Quit Your Day Job: Shinedown.
Airline radio will outlast newspapers.
Red-eye flights are the only sensible way to fly cross-country eastbound, as you can easily lose a day with the time change (4-6 hours + 2-3 hours). I'd rather lose sleep than time.
My red-eye flight flew parallel to an electrical storm. 'Twas a neat sight.
Idea: GPS Air. Replace a commercial airplane's inner window panes with transparent projection screens on which passengers can overlay a map to see exactly what they're currently flying over.
What is that lit area below?
My middle-aged Indian taxi driver's mobile rang.

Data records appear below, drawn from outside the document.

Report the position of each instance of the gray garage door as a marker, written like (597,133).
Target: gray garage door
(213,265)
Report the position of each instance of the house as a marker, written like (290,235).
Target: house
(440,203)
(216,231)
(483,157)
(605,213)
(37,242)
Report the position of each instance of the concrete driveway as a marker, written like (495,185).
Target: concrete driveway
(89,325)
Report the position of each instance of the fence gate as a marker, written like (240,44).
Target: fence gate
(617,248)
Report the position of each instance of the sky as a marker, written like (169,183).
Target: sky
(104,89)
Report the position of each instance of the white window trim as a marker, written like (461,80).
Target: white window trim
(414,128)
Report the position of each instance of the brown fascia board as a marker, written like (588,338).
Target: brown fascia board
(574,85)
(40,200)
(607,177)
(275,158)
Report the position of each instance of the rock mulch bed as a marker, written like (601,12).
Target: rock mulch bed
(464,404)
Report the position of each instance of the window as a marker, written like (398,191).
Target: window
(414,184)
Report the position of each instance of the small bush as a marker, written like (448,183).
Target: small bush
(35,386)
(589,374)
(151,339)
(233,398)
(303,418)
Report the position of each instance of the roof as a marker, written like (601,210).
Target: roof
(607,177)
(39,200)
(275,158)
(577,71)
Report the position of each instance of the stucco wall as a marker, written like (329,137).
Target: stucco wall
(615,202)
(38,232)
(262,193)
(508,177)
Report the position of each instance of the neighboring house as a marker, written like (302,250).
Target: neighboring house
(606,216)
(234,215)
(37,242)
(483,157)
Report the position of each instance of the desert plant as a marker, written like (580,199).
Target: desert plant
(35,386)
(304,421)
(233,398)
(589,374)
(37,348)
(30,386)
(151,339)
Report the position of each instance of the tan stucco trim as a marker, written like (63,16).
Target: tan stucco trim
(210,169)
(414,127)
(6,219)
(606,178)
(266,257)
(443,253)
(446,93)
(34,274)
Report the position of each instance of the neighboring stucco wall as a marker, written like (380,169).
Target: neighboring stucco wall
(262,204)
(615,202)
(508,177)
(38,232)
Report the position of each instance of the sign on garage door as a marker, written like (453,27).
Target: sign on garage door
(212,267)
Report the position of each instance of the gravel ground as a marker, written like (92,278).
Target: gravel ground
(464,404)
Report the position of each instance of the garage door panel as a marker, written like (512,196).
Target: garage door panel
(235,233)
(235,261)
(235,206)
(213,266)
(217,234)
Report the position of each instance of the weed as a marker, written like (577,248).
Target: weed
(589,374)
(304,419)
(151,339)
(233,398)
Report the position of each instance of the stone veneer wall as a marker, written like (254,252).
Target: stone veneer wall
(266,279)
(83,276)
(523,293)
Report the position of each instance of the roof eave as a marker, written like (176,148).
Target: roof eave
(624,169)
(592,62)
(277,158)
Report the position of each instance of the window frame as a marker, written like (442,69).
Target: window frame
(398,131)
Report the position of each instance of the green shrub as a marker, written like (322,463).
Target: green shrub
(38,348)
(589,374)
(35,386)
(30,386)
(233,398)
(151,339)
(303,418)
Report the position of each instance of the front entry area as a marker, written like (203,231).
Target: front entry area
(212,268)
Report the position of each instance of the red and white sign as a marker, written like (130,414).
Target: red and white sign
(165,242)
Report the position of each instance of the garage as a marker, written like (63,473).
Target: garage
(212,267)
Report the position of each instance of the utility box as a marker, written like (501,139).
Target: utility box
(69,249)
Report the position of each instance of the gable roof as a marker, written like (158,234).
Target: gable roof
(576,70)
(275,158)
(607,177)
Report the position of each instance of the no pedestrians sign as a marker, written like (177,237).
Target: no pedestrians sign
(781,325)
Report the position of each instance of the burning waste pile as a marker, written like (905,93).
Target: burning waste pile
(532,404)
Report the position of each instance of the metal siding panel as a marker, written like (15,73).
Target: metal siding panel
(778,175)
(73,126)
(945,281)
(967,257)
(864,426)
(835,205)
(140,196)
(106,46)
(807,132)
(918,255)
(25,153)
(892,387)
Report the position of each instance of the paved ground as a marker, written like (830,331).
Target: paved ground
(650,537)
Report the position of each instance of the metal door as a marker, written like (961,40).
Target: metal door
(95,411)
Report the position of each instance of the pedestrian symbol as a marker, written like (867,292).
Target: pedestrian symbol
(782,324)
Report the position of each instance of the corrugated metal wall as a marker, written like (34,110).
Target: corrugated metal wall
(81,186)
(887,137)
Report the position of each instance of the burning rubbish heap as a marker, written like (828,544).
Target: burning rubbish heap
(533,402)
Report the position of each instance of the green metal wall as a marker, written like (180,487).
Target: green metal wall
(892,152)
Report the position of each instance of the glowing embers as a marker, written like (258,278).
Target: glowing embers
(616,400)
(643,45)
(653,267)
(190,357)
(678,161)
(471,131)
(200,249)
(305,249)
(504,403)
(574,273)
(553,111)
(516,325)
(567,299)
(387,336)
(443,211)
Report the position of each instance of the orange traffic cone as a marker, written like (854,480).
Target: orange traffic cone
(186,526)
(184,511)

"You're hot then you're cold, you're yes then you're no…"
I can't believe this terminal corridor has an indoor train in addition to moving walkways. It's like riding an elevator to the second floor of a building. Lazy!
Oh man… This is longer than Sky Harbour! Why are all the gates for west-coast-bound flights located at the very end?"
"Enjoy Boingo access anywhere in the airport for a full 24 hours."
24 hours in an airport? That might be reasonable during winter…
Free wi-fi should be standard in airports.
Instead of paying for internet, I people-watched.
"Why is he walking so oddly?"
"Both of his big toes were amputated, so he has to secure flip-flops between his index and middle toes."
5 footlong? Oh and an arrow pointing to his crotch. HI-larious!
Google returns variant shirts that read "$5 footlong."
Would you rather openly declare that your penis may impale sexual partners or that you are a bargain gigolo?
What do you think is the fattest air travel route in America? It's definitely a Southwest route.